Other actors like Roohi Bano and Munna Lahori were found in similar situations after facing the aftermath of acute poverty, having no jobs as a straw to grasp at.
It is grimly unfortunate how we as a nation who consistently bewails and laments over the lack of national assets, are resultantly the reason behind their depreciation and downfall for we fail to value and support them as required.
Perhaps on account of the uproar and media exposure created by the discovery of these thespians, the Punjab government finally announced the launch of ‘Artist Khidmat Card Scheme’ on the 23rd of March, 2017 where an allotted amount of funds would transferred to the accounts of a group of notable artists (if they fit the bill of a set criteria) every month.
But the debate remains as to whether the card fulfills the idea of corporate social responsibility. Increasing privatization has resulted in a record number of productions starring Pakistanis in documentaries, television serials and movies. The concept of patronage can either attract or repel people from the entertainment industry, since it can often be followed by inefficiency, as well as the test of time as opposed to competition.

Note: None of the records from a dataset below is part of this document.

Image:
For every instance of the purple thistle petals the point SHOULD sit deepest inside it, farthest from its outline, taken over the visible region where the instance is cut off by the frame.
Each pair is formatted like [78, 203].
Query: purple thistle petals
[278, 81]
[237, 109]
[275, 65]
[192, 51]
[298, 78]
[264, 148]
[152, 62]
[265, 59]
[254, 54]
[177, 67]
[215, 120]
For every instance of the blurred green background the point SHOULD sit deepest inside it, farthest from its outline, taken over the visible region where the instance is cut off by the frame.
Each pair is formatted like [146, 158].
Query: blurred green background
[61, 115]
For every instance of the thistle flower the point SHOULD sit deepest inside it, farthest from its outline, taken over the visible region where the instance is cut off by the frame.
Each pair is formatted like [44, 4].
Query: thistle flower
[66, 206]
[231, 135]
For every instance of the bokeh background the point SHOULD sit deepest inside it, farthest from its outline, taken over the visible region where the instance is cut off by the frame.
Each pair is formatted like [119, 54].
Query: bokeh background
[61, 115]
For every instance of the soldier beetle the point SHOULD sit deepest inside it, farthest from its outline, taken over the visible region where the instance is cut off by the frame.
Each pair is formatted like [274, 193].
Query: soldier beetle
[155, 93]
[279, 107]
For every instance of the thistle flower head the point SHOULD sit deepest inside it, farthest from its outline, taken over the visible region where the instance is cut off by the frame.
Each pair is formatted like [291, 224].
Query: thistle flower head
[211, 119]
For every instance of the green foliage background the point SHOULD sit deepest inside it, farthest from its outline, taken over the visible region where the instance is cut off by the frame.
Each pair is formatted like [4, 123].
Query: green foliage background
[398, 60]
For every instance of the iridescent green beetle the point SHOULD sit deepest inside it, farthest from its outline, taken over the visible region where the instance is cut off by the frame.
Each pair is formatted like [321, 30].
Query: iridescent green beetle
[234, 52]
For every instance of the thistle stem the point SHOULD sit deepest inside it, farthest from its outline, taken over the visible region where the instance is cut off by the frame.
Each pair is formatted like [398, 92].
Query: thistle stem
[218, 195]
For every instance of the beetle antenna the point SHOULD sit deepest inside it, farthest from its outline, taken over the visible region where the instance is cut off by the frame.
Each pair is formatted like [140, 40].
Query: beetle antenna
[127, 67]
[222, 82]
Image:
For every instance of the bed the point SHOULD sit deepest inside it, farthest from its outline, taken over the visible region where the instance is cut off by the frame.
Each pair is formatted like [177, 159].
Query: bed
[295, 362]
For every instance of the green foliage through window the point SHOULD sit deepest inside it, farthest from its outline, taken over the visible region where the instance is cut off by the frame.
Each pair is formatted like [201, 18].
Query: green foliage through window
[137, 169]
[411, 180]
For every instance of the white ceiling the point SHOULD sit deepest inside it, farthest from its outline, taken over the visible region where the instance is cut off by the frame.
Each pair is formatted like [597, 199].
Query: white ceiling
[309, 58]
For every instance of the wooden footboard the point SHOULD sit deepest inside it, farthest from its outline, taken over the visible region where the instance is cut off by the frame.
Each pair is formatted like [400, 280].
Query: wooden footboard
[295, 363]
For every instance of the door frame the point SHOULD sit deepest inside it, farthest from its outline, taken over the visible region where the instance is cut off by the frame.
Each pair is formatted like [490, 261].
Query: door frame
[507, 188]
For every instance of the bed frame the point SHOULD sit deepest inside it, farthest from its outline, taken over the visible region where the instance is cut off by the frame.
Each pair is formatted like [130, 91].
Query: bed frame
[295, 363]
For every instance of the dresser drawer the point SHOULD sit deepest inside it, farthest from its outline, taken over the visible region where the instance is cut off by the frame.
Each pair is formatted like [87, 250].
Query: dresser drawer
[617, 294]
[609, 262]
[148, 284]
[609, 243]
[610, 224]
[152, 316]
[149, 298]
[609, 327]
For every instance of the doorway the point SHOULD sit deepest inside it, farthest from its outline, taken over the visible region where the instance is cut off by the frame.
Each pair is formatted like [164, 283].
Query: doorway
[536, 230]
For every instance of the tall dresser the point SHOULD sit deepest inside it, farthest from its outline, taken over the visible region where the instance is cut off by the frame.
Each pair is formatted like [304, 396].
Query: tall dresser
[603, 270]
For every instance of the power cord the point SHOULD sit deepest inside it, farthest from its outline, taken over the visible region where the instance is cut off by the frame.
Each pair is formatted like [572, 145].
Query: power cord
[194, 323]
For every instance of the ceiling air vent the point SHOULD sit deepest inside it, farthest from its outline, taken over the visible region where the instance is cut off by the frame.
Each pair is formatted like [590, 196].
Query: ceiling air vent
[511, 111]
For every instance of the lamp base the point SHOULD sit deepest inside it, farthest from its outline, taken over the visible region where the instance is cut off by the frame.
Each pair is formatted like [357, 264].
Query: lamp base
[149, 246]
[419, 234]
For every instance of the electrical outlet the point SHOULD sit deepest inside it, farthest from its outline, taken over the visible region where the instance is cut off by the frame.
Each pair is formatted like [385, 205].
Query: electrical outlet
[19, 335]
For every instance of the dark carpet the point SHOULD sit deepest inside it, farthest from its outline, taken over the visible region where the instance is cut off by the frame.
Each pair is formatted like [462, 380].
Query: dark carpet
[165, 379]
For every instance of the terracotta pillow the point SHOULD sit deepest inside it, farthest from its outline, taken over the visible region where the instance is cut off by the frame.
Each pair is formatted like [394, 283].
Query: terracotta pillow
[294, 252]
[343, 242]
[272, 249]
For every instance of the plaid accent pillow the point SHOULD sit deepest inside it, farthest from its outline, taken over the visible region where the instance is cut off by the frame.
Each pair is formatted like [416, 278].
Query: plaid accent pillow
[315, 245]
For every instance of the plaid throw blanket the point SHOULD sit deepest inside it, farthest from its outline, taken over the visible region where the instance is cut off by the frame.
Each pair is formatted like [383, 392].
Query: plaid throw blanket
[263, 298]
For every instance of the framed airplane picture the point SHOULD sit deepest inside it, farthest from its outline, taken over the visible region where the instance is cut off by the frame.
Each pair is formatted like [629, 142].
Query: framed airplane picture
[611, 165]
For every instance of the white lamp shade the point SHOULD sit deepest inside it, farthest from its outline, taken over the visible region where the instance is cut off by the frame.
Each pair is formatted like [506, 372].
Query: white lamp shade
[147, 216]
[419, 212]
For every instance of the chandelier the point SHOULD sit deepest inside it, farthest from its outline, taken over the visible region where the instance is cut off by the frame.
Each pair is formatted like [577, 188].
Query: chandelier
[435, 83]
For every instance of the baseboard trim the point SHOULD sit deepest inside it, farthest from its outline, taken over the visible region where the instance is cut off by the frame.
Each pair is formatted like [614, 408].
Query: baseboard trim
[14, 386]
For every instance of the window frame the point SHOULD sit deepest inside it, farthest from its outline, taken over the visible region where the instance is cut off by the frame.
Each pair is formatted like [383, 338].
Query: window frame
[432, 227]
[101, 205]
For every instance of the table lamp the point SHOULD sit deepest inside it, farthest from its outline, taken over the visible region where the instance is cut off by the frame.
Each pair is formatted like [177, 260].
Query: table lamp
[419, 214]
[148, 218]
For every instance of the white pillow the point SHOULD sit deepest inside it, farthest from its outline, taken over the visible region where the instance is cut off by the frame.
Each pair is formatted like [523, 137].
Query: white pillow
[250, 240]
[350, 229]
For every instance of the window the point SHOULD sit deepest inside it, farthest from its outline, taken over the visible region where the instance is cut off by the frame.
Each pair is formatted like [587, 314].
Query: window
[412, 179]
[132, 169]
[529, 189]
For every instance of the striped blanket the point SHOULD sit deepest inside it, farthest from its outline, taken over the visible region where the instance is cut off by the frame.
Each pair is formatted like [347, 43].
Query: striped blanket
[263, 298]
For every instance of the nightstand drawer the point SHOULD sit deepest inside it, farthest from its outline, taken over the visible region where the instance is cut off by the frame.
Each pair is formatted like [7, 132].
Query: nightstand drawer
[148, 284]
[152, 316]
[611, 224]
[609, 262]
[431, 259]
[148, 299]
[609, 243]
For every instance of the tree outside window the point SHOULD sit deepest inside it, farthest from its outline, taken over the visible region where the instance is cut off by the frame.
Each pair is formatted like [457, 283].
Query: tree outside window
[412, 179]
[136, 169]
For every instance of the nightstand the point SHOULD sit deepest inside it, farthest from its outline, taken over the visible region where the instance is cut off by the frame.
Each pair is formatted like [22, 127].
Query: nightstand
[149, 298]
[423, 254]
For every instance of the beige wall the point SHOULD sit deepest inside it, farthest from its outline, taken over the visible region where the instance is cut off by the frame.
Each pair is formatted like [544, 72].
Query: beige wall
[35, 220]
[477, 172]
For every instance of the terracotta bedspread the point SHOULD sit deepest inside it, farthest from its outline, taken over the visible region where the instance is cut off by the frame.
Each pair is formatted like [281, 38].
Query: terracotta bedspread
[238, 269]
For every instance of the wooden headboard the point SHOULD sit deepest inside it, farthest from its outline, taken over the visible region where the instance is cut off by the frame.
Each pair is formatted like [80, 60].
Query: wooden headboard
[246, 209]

Although the scheme is underway as a work in progress, it is hoped that unlike the many previously run strategies, it turns out to be successful and beneficial. Pakistan is already a victim to several financial constraints and corruption, where a budget cut in nearly every sector has become a norm practiced annually. The label of doubt has already been attached over the maintenance of the programme by the government and its continuation at all in the future or at the very least, with the current allocated money.
Moreover, the government has asked artists to step forward and apply for the card online as means of financial assistance but there may be several such people who are unsound of mind or health or void of any technical resource availability to be able to this. Similarly, the scheme only covers citizens possessing Punjab domicile which seems to be an unfair distinction. This brings us to another ruthless prospect which indicates that the Pakistani government has a very poor track record of the identification of our artists.